Scaling Clear Street’s Trade Capture System
At the heart of Clear Street’s technical machinery is our Trade Capture system, responsible for processing, clearing, and settling all incoming trades into our platform. The first version of the system was designed to support the initial, invitation-only launch of our platform. In the coming years, we expect to support 100x our initial trade volume and beyond. To support an expansion of that magnitude, we needed a fundamental redesign — one that easily adapts to our continuous growth.
Background
Let’s start with a brief summary of the post-trade workflow, to provide more context regarding the technical decisions made. What follows is by no means an exhaustive overview of the full trade lifecycle (there’s literally an entire book written on that), but we’ll give this concise explanation of the relevant parts in this blog post. (Note that for this discussion we’ve focused on the process for U.S. equities only).
Life of a Trade
Orders initially go through an Order Management System (OMS), which is in charge of execution. Each order is then routed to an exchange or market center (e.g., NYSE) that matches orders between buyer and seller of the stock. When a match is found, the exchange informs the OMS of the successful execution of the order, at which point it becomes a trade. After that, the OMS routes the trade to a Clearing System (e.g., Clear Street) that is responsible for the clearing and settlement process.
In conjunction, trades from all market centers are routed to the NSCC (in the US), which in turn sends instructions on the trade to the Clearing System over a FIX connection through UTC protocol.
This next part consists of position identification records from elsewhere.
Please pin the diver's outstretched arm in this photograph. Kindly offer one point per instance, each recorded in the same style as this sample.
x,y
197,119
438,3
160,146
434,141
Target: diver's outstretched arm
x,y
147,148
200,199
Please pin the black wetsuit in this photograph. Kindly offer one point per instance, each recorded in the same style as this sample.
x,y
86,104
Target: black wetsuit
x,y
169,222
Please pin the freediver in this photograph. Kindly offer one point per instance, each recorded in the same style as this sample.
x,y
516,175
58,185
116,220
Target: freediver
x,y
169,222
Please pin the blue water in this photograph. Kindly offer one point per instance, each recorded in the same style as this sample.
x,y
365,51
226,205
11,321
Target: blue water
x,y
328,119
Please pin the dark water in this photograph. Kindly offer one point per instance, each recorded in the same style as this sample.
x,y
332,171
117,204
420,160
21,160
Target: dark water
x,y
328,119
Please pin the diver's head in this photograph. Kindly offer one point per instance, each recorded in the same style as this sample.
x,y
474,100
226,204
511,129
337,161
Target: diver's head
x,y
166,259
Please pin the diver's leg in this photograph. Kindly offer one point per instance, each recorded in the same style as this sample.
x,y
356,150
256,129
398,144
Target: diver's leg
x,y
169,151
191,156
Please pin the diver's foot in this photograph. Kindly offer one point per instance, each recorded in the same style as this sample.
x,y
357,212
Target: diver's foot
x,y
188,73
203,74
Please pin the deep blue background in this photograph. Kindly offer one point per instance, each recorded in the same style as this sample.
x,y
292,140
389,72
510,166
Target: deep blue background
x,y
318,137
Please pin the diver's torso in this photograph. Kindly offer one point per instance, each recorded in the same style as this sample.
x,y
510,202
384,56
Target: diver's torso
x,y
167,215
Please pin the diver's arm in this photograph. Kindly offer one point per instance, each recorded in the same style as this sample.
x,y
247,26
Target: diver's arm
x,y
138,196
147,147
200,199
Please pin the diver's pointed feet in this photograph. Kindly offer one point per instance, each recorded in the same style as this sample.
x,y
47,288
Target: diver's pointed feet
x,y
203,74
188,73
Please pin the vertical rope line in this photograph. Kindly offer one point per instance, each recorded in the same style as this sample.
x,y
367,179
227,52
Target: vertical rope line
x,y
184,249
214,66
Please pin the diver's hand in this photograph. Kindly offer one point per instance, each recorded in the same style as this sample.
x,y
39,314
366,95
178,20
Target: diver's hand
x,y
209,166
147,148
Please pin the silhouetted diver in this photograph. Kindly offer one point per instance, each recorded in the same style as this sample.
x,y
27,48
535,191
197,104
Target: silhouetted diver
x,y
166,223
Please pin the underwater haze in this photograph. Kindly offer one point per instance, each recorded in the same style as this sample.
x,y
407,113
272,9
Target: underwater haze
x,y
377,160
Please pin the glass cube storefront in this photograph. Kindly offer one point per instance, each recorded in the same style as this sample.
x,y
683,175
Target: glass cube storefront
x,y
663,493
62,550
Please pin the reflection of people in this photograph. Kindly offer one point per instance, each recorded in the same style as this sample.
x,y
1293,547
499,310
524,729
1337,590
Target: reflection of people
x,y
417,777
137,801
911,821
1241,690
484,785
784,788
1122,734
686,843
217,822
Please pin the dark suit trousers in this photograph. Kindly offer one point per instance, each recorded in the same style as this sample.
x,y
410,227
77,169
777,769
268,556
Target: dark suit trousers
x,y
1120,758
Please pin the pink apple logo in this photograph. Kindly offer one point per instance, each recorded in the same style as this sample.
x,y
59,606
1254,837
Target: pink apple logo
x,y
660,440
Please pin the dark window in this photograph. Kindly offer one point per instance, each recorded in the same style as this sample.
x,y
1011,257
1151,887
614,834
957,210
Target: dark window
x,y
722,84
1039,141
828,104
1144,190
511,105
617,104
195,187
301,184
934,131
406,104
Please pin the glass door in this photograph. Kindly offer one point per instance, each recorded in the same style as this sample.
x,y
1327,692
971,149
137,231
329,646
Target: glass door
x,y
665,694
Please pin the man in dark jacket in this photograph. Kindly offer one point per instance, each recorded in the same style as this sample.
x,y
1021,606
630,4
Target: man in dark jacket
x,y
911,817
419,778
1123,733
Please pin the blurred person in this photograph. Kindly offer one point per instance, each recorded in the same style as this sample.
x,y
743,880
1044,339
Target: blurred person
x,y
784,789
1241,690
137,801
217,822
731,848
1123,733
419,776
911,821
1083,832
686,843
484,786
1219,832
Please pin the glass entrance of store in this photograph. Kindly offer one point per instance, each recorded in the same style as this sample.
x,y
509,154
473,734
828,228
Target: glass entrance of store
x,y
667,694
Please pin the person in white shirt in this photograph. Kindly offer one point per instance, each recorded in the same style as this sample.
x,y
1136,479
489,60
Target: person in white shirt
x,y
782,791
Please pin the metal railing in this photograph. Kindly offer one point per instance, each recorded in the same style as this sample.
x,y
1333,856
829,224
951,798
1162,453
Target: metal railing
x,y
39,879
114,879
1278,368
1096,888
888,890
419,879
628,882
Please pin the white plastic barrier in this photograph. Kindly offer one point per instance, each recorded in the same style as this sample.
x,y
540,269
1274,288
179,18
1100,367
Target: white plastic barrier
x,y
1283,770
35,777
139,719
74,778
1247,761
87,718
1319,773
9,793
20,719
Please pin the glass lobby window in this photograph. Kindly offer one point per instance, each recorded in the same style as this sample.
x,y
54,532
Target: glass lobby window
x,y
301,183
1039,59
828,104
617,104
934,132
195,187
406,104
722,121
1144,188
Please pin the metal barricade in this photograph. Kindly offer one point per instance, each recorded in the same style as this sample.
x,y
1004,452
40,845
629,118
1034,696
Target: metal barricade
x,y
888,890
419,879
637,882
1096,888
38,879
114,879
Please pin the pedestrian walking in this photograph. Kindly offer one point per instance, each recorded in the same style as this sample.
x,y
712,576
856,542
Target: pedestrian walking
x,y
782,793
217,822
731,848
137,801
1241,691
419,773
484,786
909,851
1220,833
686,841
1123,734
A reconciliation process occurs to match house trades (from OMS) and street trades (from NSCC). After 2 days, the trade is settled (i.e., shares between the two parties involved in the trade are exchanged) through a process called continuous net settlement (CNS).
As shown above, there are 3 main ingress points for trades incoming from the Order Management System (OMS) into our clearing system:
- HTTP requests to our client-facing API endpoints
- CSV files ingested via FTP, and uploaded to AWS S3
- Trade ingestion via FIX, transformed into Kafka events
After a trade is matched and cleared, it transitions through several stages during its lifetime toward being settled. The primary states of interest are:
- Cleared: On creation, a trade’s details are verified to ensure they match with our records.
- Settled: A trade enters a settlement period, which gives the buyer and seller time to do what’s necessary to fulfill their part of the trade. This is typically 2 business days (i.e., T+2) after the trade date, as determined by the SEC.
- Failed: Trades that cannot be settled through CNS qualify for fail processing. That workflow undergoes additional stages before getting settled. (Those stages are not covered here for brevity.)
- Cancelled: A trade can be cancelled at any point within its lifecycle, even after clearing or settlement. The cancelled state is terminal.
Architecture
As mentioned earlier, a primary goal in our system’s new design was accommodating for high throughput traffic and enabling horizontal scale. That said, it cannot come at a compromise to consistency and integrity of behavior, since there are serious implications in certain situations. The system can be latency-tolerant, with sub-second processing time. Availability should be fairly high to ensure no prolonged downtime for our system, however we do want to gracefully handle extended periods of failures without interrupting the trade flow incoming from clients. These are some of the considerations that were in mind when we were devising the design.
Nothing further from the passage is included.